Некоторые писатели так привыкают к отделке, что она становится для них одной из самых ответственных стадий творческого процесса. К писателям этого типа принадлежал, например, Лесков, который вообще не мог писать не отделывая. «Я привык к отделке работы и проще писать не могу». Наоборот, писатели типа Достоевского почти всегда были лишены этой возможности шлифовать текст, очищать его от маловыразительных и нехарактерных деталей.
Перед тем как начать отделку текста, писатель должен сделаться сторонним читателем своего произведения. Ранее он писал, не останавливаясь на деталях даже там, где они его не удовлетворяли, ибо прежде всего хотел закончить свой текст. Теперь эта пора работы над деталями наступает; однако, для того чтобы последняя была удачной, писателю требуется отложить произведение в сторону и как бы забыть о нем. Если это будет сделано, работа «покажется чужой, посторонней, с которой вы не связаны ничем, и тогда уже легко соображать факты целого и делать изменения, дополнения и поправки» (А. Островский). Работа эта обычно протекает дольше, чем создание текста, правится понемногу, долго вылеживаясь в ящике письменного стола писателя.
В творческий труд Тассо и Ариосто отделка входила как необходимая и ответственная его часть. Лафонтен достиг неподражаемой естественности упорным трудом: он правил и переделывал свои басни иногда по десять — двенадцать раз. Бальзак справедливо восторгался самоотверженным трудом «великого Расина», который «два года отделывал Федру, приводящую в отчаяние поэтов». Основоположник западноевропейского сентиментализма Руссо как бы перенял у классицистов эту любовь к отделке: по его собственному признанию, «нет ни одного манускрипта, который мне не пришлось бы переписать раз пять раньше, чем отдать его в печать». Бернарден де Сен-Пьер четырнадцать раз переделал текст первой страницы «Павла и Виргинии», Шатобриан семнадцать раз переделывал текст «Атала». Этот культ отделки затем перешел к Бодлеру, шлифовавшему каждую свою строчку, к Гейне, который часто целые дни, а то и недели проводил над отделкой очередного стихотворения. В процессе ее «точно взвешивалось каждое настоящее и прошедшее, обсуждалась уместность каждого устаревшего или необычайного слова, выбрасывалась каждая элизия, отсекался каждый лишний эпитет»[105].

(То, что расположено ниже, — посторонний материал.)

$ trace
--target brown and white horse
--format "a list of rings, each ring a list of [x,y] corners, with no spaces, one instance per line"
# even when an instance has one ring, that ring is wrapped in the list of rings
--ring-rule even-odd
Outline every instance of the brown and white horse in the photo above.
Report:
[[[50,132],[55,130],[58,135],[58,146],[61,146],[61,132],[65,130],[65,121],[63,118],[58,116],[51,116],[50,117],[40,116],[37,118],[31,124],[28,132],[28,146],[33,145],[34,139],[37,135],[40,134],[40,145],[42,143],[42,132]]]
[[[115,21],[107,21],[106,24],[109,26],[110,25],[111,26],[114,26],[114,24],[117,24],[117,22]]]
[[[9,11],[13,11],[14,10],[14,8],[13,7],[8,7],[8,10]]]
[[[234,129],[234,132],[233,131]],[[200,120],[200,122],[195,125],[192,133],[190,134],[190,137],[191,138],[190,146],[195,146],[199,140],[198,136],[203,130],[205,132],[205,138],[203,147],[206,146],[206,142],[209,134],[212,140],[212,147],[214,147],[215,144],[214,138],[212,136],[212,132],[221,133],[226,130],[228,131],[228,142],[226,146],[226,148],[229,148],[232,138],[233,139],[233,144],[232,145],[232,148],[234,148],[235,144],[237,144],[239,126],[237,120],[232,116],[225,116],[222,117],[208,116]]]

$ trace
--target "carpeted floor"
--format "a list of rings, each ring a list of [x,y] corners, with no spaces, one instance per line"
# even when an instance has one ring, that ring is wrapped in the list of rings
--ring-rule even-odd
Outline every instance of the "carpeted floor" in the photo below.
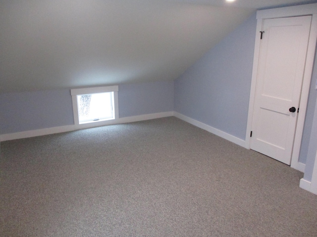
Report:
[[[174,117],[1,153],[1,237],[317,236],[302,173]]]

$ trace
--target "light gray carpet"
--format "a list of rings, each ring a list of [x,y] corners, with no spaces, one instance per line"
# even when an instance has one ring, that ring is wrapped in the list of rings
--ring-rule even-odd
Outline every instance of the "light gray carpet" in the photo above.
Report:
[[[174,117],[1,152],[1,237],[317,236],[302,173]]]

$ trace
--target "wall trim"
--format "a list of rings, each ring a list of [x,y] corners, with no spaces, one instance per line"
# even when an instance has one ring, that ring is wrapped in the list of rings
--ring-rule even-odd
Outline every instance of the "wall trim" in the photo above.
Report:
[[[305,171],[305,167],[303,167],[303,165],[301,164],[301,163],[299,162],[299,154],[308,101],[310,86],[313,73],[316,51],[316,39],[317,39],[317,8],[316,6],[317,6],[317,3],[312,3],[306,5],[262,10],[257,12],[257,34],[261,30],[263,21],[264,19],[312,15],[311,32],[309,40],[307,54],[306,55],[305,70],[303,77],[302,94],[299,106],[301,110],[299,113],[297,118],[293,152],[291,159],[291,167],[300,170],[301,172]],[[255,45],[249,113],[246,133],[246,144],[248,149],[250,148],[251,145],[250,138],[248,135],[250,134],[252,130],[260,50],[260,40],[259,37],[256,37]]]
[[[305,173],[305,168],[306,167],[306,165],[305,164],[301,162],[294,162],[293,164],[293,165],[292,166],[291,166],[292,168],[293,168],[303,173]]]
[[[244,140],[238,138],[234,136],[232,136],[232,135],[217,129],[217,128],[215,128],[213,127],[207,125],[202,122],[197,121],[193,118],[185,116],[185,115],[182,115],[179,113],[174,112],[174,116],[185,121],[185,122],[187,122],[194,126],[198,127],[204,130],[206,130],[209,132],[233,142],[233,143],[235,143],[241,147],[246,148],[246,142]]]
[[[301,179],[299,182],[300,188],[305,189],[307,191],[310,192],[311,190],[311,182],[308,181],[306,179],[304,179],[304,178]]]
[[[69,132],[76,130],[90,128],[92,127],[100,127],[107,125],[117,124],[120,123],[126,123],[128,122],[137,122],[145,120],[153,119],[160,118],[168,117],[173,116],[173,112],[167,112],[157,113],[155,114],[149,114],[147,115],[138,115],[129,117],[120,118],[117,119],[108,120],[100,122],[84,123],[83,124],[72,124],[58,127],[49,127],[40,129],[25,131],[23,132],[15,132],[0,135],[0,142],[8,141],[10,140],[19,139],[21,138],[27,138],[29,137],[43,136],[45,135],[53,134],[60,132]]]
[[[53,134],[60,132],[69,132],[71,131],[75,131],[76,130],[84,129],[92,127],[100,127],[102,126],[106,126],[107,125],[113,125],[120,123],[137,122],[139,121],[153,119],[155,118],[160,118],[169,117],[171,116],[174,116],[183,121],[185,121],[185,122],[188,122],[189,123],[194,125],[194,126],[199,127],[200,128],[205,130],[214,135],[218,136],[223,139],[233,142],[233,143],[235,143],[239,146],[240,146],[247,149],[250,149],[250,148],[249,148],[248,146],[248,144],[246,142],[246,141],[244,141],[244,140],[242,140],[237,137],[235,137],[234,136],[227,133],[223,131],[219,130],[213,127],[212,127],[202,122],[200,122],[199,121],[198,121],[193,118],[174,111],[157,113],[155,114],[149,114],[147,115],[138,115],[136,116],[120,118],[118,118],[117,119],[102,121],[97,122],[92,122],[90,123],[60,126],[58,127],[49,127],[41,129],[25,131],[23,132],[8,133],[6,134],[1,134],[0,135],[0,142],[8,141],[10,140],[19,139],[21,138],[27,138],[29,137],[43,136],[45,135]],[[316,164],[317,164],[317,162],[316,162]],[[301,172],[304,172],[305,169],[305,164],[303,163],[298,162],[295,165],[292,166],[292,168],[297,170],[299,170]],[[306,180],[305,181],[307,182]],[[309,183],[310,185],[310,182]]]

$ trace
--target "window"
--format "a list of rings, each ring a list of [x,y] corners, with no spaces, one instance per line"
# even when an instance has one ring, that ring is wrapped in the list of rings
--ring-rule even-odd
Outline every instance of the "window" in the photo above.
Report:
[[[118,86],[72,89],[75,124],[117,118]]]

Сказанное здесь не является универсальным законом. Далеко не все писатели в равной мере ценили отделку. Те писатели, в творческом процессе которых существенную роль играл момент импровизации, часто сторонились отделки и пренебрегали ее возможностями. Я не говорю здесь, разумеется, о таком отказе от отделки, который вызывался причинами внешнего порядка. Я имею в виду сознательное пренебрежение отделкой, которое проявилось, например, в деятельности Аретино.
Есть основание думать, что именно так, не отделывая и не ломая головы над фразой, писал Марлинский; отделкой не занимались ни госпожа де Сталь, ни Вальтер Скотт, который порою даже не перечитывал написанного, ни Жорж Санд, которая, по наблюдениям Флобера, вообще избегала стилистических исправлений. «Что касается слога, — говорила она автору «Саламбо», — то я обращаю на него гораздо меньше внимания, чем вы». Переписка и отделка была противна импровизаторской натуре Доде. К числу этих сторонившихся отделки писателей принадлежал и Золя, в рукописях которого почти отсутствуют стилистические поправки.
Примеры эти характерны, но их ни в коем случае нельзя считать типичными ни для классических писателей Западной Европы, ни для классиков русской литературы. Среди этих последних можно назвать Баратынского, который, по яркой характеристике Пушкина, «никогда не пренебрегал трудами неблагодарными, редко замеченными, трудами отделки и отчетливости», и самого Пушкина, в любом произведении которого можно обнаружить следы многослойной обработки.
Подлинным фанатиком отделки являлся Гоголь. «Сначала, — советовал он Н. В. Бергу, — нужно набросать все, как придется, хотя бы плохо, водянисто, но решительно все, и забыть об этой тетради. Потом, через месяц, через два, иногда и более (это скажется само собою), достать написанное и перечитать: вы увидите, что многое не так, много лишнего, а кое-чего и недостает. Сделайте поправки и заметки на полях — и снова забросьте тетрадь. При новом пересмотре ее — новые заметки на полях, и где не хватает места — взять отдельный клочок и приклеить сбоку. Когда все будет таким образом исписано, возьмите и перепишите тетрадь собственноручно. Тут сами собой явятся новые озарения, урезы, добавки, очищения слога. Между прежних вскочат слова, которые необходимо там должны быть, но которые почему-то никак не являются сразу. И опять положите тетрадку. Путешествуйте, развлекайтесь, не делайте ничего или хоть пишите другое. Придет час, вспомнится брошенная тетрадь: возьмите, перечитайте, поправьте тем же способом, и когда снова она будет измарана, перепишите ее собственноручно. Вы заметите при этом, что вместе с крепчанием слога, с отделкой, очисткой фраз — как бы крепчает и ваша рука: буквы ставятся тверже и решительнее. Так надо делать, по-моему, восемь раз. Для иного, может быть, нужно меньше, а для иного и еще больше. Я делаю восемь раз. Только после восьмой переписки, непременно собственною рукою, труд является вполне художнически законченным, достигает перла создания...»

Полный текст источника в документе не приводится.